Breakingviews - China needs shadow bankers to unclog growth

A worker walks at a construction site in Suining, Sichuan province November 17, 2009. Housing prices in China will keep rising next year, helped by a renewed surge in bank lending and stronger inflationary expectations, the government's top think-tank said on Monday. REUTERS/Stringer (CHINA BUSINESS CONSTRUCTION EMPLOYMENT IMAGES OF THE DAY) CHINA OUT. NO COMMERCIAL OR EDITORIAL SALES IN CHINA

HONG KONG (Reuters Breakingviews) - China’s gummed-up credit system is threatening growth. The economy expanded 6.5 percent in the third quarter, missing expectations, as other indicators cooled too. The campaign to quash financial risk has squeezed private companies, and exhorting banks to lend more to small firms won’t cut it in the long run. Officials have little choice but to let shadow lenders find their place in the sun.

The economy is not in desperate straits yet, but confidence appears shaken. Fixed-asset investment growth has seen record lows, and retail sales have cooled. Officials are pushing for fiscal support – such as infrastructure spending – and dropping none-to-subtle hints about easing the deleveraging campaign. They’ve also prodded banks to lend more to small- and micro-enterprises.

    Unfortunately, the banking system has a big transmission issue when it comes to offering credit to smaller borrowers. At the same time correcting stock markets makes it harder for private companies to raise funds via equity, or borrow using pledge shares; bond issuance is tough too.

    September lending data showed total social financing, a homegrown measure of total credit flow, shot up to $320 billion, up almost 20 percent year-on-year.
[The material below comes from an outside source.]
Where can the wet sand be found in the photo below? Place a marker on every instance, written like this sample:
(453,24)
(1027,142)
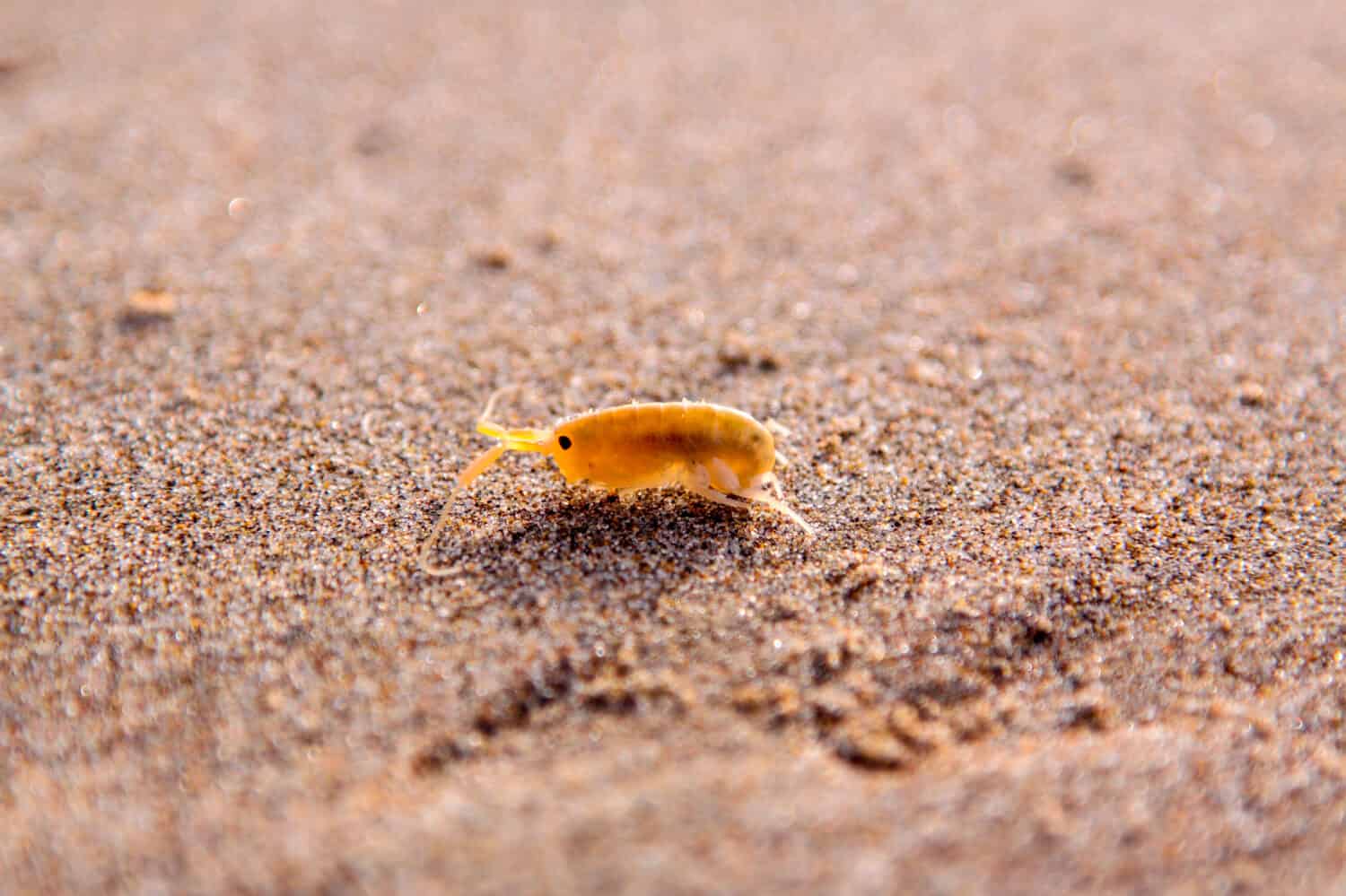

But strip out methodological changes, and aggregate lending grew only 10.6 percent, most of that from conventional loans.

    The problem is the weakness of shadow banking, which has been heavily constricted by new regulations. Two of the most important categories, new entrusted and trust loans, together shrank 234 billion yuan in September, having contracted 190 billion yuan in August,  according to calculations by Nomura economist Ting Lu.

    It’s only a matter of time before policymakers are forced to loosen up. There is no question that China’s shadow banking industry had become a place to hide a lot of duff loans, and officials will need to keep cleaning it up. But they cannot afford to turn it off. The shadow banking industry also functions as an efficient allocator of credit, and reviving instruments like short-term commercial paper – in particular banker’s acceptance notes – could help with quick liquidity. If economic performance stays wobbly, shadow bankers will by necessity become part of the solution, not the problem.